La magnifica mostra Redescubriendo el Mediterráneo ospitata nelle ariose sale della Fundaciòn MAPFRE in Paseo de Recoletos, concepita da Pablo Jiménez Burrillo (direttore dell’Area Cultura della Fondazione) e Marie-Paule Vial (ex direttrice del Musée de l’Orangerie di Parigi) con il validissimo contributo degli studiosi della fondazione madrilena Leyre Bozal Chamorro, Josep Casamartina i Parassols, Francisco Javier Pérez Rojas, José Luis Alcaide Delgado in collaborazione con la “nostra” ottima Daniela Ferrari, esperta del nostro Novecento e curatrice responsabile della rutilante collezione Feierabend (VAF) al MART di Rovereto, è la riprova di come si può – anche in tempi grami come questi – operare congiuntamente e concretamente per la rivitalizzazione delle nostre comuni radici culturali.

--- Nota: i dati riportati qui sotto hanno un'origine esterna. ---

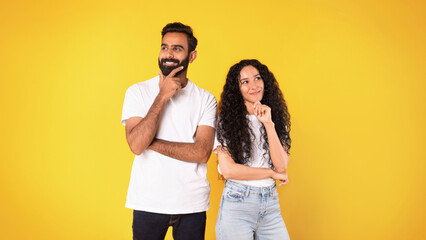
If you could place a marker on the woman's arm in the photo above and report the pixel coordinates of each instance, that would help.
(232, 170)
(279, 156)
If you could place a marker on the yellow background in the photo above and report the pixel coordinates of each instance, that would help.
(353, 74)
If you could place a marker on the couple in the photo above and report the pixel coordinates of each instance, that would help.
(170, 127)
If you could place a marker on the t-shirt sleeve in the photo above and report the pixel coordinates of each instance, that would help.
(209, 114)
(133, 104)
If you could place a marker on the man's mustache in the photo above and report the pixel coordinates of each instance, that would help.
(169, 60)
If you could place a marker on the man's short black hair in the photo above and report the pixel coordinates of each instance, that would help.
(182, 28)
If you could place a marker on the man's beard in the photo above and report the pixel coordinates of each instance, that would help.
(166, 70)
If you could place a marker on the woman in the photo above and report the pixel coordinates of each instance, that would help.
(252, 142)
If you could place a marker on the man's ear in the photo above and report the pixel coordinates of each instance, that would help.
(192, 56)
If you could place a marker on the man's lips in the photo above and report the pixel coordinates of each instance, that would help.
(169, 63)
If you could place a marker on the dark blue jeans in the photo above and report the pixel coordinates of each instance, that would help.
(153, 226)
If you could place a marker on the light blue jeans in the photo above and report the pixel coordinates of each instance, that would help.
(248, 212)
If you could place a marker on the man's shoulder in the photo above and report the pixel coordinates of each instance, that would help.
(202, 91)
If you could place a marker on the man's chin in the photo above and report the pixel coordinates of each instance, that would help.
(167, 70)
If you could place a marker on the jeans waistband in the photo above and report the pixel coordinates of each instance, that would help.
(251, 189)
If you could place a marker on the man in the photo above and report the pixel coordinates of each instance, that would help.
(170, 128)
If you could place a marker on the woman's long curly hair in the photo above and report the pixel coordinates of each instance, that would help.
(233, 129)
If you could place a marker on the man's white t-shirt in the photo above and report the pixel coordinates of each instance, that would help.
(158, 183)
(257, 151)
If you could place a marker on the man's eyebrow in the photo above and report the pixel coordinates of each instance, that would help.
(174, 45)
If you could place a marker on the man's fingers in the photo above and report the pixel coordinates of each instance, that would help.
(172, 73)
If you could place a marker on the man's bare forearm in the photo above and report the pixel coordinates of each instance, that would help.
(141, 135)
(188, 152)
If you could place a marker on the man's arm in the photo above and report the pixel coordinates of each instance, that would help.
(199, 151)
(141, 131)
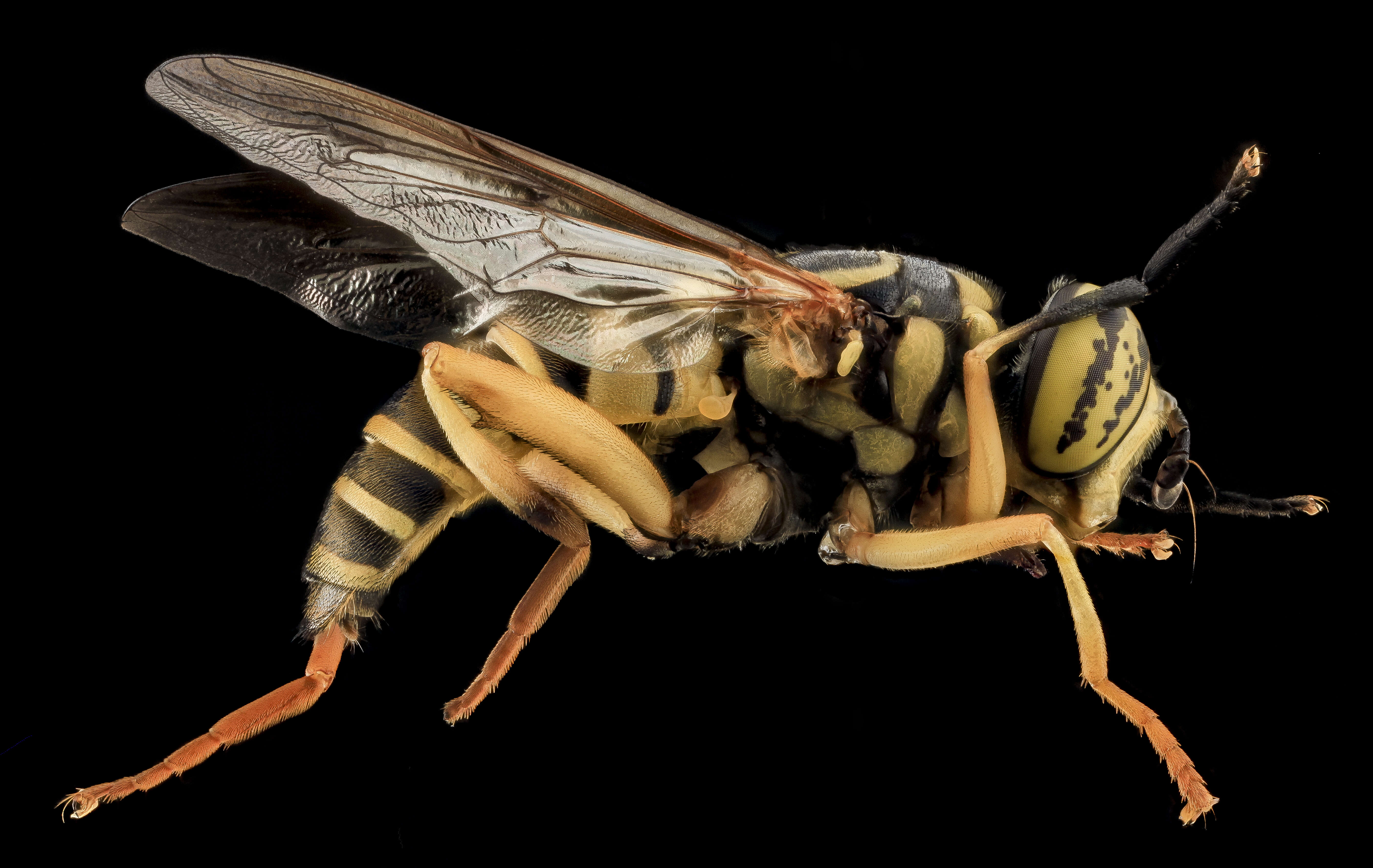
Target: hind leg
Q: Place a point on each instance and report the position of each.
(282, 704)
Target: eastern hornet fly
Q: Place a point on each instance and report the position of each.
(590, 355)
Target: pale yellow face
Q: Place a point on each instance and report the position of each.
(1085, 387)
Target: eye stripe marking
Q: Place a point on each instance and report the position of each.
(1084, 391)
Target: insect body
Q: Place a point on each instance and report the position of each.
(590, 355)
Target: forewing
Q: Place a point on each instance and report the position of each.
(586, 267)
(357, 274)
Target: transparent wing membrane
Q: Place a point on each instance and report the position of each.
(584, 267)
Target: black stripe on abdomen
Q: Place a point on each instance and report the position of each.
(666, 387)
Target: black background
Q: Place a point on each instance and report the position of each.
(190, 423)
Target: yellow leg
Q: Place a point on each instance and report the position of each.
(934, 549)
(558, 423)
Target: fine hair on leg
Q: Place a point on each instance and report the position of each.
(260, 715)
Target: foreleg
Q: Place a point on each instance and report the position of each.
(849, 542)
(260, 715)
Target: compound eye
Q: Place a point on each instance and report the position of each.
(1085, 388)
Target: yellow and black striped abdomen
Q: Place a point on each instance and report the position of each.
(1085, 387)
(395, 495)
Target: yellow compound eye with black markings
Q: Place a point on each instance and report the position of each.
(1085, 388)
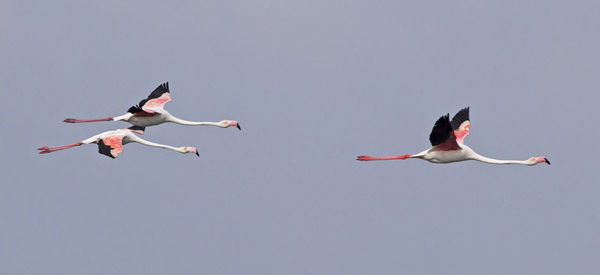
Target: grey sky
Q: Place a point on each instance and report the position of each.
(314, 84)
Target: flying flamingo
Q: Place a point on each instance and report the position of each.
(447, 139)
(111, 143)
(151, 112)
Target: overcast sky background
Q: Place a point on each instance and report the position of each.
(314, 84)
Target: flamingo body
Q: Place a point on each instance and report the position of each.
(447, 140)
(111, 143)
(150, 111)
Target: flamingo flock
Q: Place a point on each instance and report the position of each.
(148, 112)
(447, 136)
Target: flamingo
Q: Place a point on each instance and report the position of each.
(447, 138)
(111, 143)
(150, 111)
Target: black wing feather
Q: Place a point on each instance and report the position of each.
(104, 149)
(158, 92)
(441, 130)
(459, 118)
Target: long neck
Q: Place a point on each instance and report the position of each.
(193, 123)
(481, 158)
(149, 143)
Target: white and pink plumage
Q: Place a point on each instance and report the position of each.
(447, 138)
(111, 143)
(150, 112)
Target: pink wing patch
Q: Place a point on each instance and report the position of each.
(462, 132)
(156, 104)
(116, 143)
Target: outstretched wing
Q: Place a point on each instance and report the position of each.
(461, 125)
(442, 137)
(111, 146)
(441, 131)
(155, 101)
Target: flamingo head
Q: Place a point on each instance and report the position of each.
(229, 123)
(536, 160)
(189, 149)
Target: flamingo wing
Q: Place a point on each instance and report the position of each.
(442, 137)
(111, 146)
(154, 102)
(461, 125)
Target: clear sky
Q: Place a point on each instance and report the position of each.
(314, 84)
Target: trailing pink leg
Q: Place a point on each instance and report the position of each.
(368, 158)
(47, 149)
(73, 120)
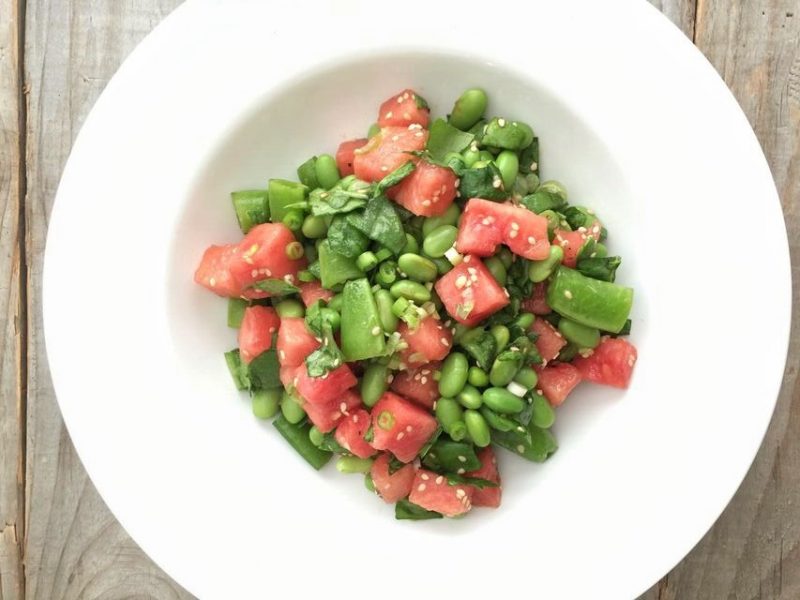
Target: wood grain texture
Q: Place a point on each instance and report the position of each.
(74, 546)
(753, 551)
(11, 450)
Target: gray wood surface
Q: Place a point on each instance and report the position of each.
(57, 538)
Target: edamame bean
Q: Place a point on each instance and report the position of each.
(327, 171)
(542, 414)
(502, 401)
(314, 227)
(291, 409)
(497, 269)
(387, 318)
(290, 308)
(374, 383)
(440, 240)
(501, 336)
(477, 428)
(581, 335)
(449, 217)
(454, 374)
(508, 163)
(353, 464)
(266, 403)
(478, 377)
(470, 397)
(468, 109)
(410, 290)
(539, 270)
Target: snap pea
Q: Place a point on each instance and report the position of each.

Perché è questo il dono e il sapore che trasmette la visita di questa rassegna, nata all’interno di un ciclo biennale di manifestazioni europee a tema “Picasso Mediterraneo” (ideato dalla Fondazione MAPFRE e dal Museo Nazionale Picasso di Parigi), punteggiata da capolavori assoluti e distinta da una selezione così attenta che lascia ammirati. Mostra dai contenuti apparentemente semplici, dalla didattica penetrante e diretta, ma di complessa esecuzione.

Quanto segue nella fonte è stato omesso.